Sunday, April 26, 2015

                TO ASK OR NOT TO ASK: THAT IS THE QUESTION


     I was brought up to be interested in other people. My father taught me that we can learn from every person we meet whether it’s how to be, how not to be or simply to understand how people view their world. Asking questions is one of the most obvious ways to not only learn about people but also to show that you are interested in them. 

     I have learned, however, that there is a fine line between showing your interest and appearing nosy or intrusive. Some people will openly share attitudes and feelings, while others will respond with an oblique answer. Some won’t answer at all. Some people don’t want to reveal themselves, and some don’t know themselves well enough to discuss personal topics.

     The question of questioning is a frequent topic at the old homestead. If Mr. Wonderful goes out for lunch with a friend or hangs out after tennis at the courts, I am likely to ask, “What’s going on with so and so?” or “What did you learn?” Sometimes he will say “Nothing.” This is not unusual, as men don’t stand around after their matches discussing their feelings. On the contrary, when I come back from coffee or lunch with a friend, I always have something to share that I’ve learned about or from my friend. 

    Consider these questions:  What do you know about your closest friends? What do they know about you? If you know their life story, but they can’t tell you the names of your children, then perhaps your friendship is only one-sided. If you are doing all the listening, that’s a pretty good indicator. Some people talk about their aches and pains, so maybe you don’t want to ask the question that invites the “poor me, I’m hurting” tirade. Some people tell you stories about people you don’t know and never will. So you don’t want to ask a question while they’re rattling on about these people. In the extreme case where you are the recipient of someone’s deep, dark secrets, there is a definite risk that the person will never speak to you again because they’ve shared too much.That has happened to me at least three or four times, and once only a few weeks ago. Be careful how long you listen and watch out for the “don’t ever tell anybody this” red flag. 

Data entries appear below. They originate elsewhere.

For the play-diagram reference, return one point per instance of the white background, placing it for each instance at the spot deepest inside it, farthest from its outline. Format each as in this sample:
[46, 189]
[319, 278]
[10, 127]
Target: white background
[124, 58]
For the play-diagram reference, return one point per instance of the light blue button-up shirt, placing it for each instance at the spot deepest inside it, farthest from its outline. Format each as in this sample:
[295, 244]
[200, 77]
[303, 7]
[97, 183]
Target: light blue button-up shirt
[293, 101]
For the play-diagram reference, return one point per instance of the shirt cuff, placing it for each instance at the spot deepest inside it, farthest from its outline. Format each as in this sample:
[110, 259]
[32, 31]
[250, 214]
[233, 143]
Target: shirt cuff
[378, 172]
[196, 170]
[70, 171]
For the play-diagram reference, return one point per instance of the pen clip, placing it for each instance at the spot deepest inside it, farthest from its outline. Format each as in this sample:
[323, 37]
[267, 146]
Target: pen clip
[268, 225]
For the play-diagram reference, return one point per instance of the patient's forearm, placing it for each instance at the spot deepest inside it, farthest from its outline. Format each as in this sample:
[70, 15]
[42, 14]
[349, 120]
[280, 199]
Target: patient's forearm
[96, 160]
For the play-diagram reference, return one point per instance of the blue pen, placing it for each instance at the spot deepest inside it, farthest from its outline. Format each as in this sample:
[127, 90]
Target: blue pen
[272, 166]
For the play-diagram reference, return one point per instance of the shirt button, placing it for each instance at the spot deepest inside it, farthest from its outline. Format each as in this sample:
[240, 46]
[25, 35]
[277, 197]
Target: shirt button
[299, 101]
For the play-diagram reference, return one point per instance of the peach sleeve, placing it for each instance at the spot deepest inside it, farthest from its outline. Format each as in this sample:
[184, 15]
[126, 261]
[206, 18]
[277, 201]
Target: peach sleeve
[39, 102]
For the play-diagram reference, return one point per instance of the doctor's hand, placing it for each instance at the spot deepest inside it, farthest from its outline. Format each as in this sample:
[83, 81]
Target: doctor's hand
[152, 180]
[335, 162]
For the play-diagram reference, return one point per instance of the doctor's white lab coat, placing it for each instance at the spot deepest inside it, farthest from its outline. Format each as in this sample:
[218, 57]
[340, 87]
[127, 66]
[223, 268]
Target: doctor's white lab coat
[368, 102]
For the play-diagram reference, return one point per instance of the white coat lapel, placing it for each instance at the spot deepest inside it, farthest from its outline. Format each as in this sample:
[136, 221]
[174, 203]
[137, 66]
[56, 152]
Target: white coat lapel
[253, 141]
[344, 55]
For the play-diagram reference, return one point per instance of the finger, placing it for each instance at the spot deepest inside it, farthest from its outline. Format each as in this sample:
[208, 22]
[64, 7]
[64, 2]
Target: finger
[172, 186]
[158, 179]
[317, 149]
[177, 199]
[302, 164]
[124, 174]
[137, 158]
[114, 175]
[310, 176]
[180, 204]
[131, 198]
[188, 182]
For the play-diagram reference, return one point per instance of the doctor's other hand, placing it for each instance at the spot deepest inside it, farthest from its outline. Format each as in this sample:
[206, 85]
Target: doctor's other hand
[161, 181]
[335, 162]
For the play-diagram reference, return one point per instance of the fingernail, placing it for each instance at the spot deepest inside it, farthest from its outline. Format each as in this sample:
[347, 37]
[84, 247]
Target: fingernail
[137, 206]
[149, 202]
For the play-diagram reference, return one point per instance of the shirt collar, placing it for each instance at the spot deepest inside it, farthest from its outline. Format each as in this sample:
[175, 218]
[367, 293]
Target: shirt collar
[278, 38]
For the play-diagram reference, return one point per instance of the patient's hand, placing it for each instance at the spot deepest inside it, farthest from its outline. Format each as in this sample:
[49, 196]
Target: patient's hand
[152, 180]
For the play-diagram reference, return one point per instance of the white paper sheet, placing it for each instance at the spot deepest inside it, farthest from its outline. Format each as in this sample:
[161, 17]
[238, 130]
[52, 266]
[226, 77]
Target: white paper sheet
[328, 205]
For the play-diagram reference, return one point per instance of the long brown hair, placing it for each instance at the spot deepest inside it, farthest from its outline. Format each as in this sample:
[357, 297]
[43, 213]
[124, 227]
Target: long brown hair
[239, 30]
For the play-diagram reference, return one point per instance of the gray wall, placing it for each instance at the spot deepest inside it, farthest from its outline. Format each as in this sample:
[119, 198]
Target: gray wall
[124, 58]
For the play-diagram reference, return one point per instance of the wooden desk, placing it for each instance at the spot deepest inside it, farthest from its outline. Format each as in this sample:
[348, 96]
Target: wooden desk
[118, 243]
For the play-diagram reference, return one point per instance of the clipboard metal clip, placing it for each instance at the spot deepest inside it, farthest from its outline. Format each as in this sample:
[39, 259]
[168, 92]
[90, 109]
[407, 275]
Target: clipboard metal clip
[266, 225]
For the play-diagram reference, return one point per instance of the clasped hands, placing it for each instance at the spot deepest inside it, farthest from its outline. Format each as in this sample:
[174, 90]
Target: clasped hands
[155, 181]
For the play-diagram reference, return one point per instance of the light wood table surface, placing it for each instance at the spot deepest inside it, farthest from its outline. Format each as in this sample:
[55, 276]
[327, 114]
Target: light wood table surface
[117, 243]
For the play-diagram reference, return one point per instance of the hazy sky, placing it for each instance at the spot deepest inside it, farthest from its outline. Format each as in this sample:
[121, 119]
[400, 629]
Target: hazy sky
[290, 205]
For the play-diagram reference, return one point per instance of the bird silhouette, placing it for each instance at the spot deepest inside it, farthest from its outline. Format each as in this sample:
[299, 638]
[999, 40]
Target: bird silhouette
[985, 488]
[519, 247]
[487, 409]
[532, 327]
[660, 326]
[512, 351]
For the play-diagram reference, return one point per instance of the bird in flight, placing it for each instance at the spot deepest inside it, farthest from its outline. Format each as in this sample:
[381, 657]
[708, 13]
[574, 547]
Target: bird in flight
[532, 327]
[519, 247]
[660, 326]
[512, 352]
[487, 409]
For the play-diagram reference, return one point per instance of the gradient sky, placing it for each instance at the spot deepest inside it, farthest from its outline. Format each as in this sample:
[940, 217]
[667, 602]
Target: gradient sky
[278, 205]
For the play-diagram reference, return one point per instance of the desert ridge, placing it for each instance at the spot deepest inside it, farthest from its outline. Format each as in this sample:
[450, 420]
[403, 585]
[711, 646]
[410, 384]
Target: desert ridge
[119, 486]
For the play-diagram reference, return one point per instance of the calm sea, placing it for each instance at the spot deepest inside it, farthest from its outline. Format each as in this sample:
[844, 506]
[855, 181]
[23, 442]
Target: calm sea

     Bottom line: To me, friendship and cordial acquaintances imply sharing. The best way to share is to ask questions and listen to the answers. This is, however, a two-way conversation--not an invitation to a soliloquy. When I leave a conversation feeling stimulated by it, I know there has been an equal amount of sharing without effort.

     Most people want others to be interested in them. I believe this. Some are dying to share, while others only wish to reveal the superficial layers. There’s no right or wrong. I have learned to gage with the people I meet for the first time what they are willing to share based on the initial questions I might ask. If they appear reluctant to share, I keep my questions generic; whereas, if I think I can learn something from them because they seem eager to share, then I forge ahead and learn all I can. I’ve found that technology can be a big help in this arena. I have some good friends whom I rarely see, but we share on email. Those who mean the most to me, however, are those who will find time to meet one-on-one and share the foibles and follies of our lives. This requires the most important question:  “Are you free for coffee this week?”


     What do you think? With whom do you share? Do you ask questions? Do you like it when people ask you questions? When you ask the question, "How are you?" do you really want to know and listen to the answer?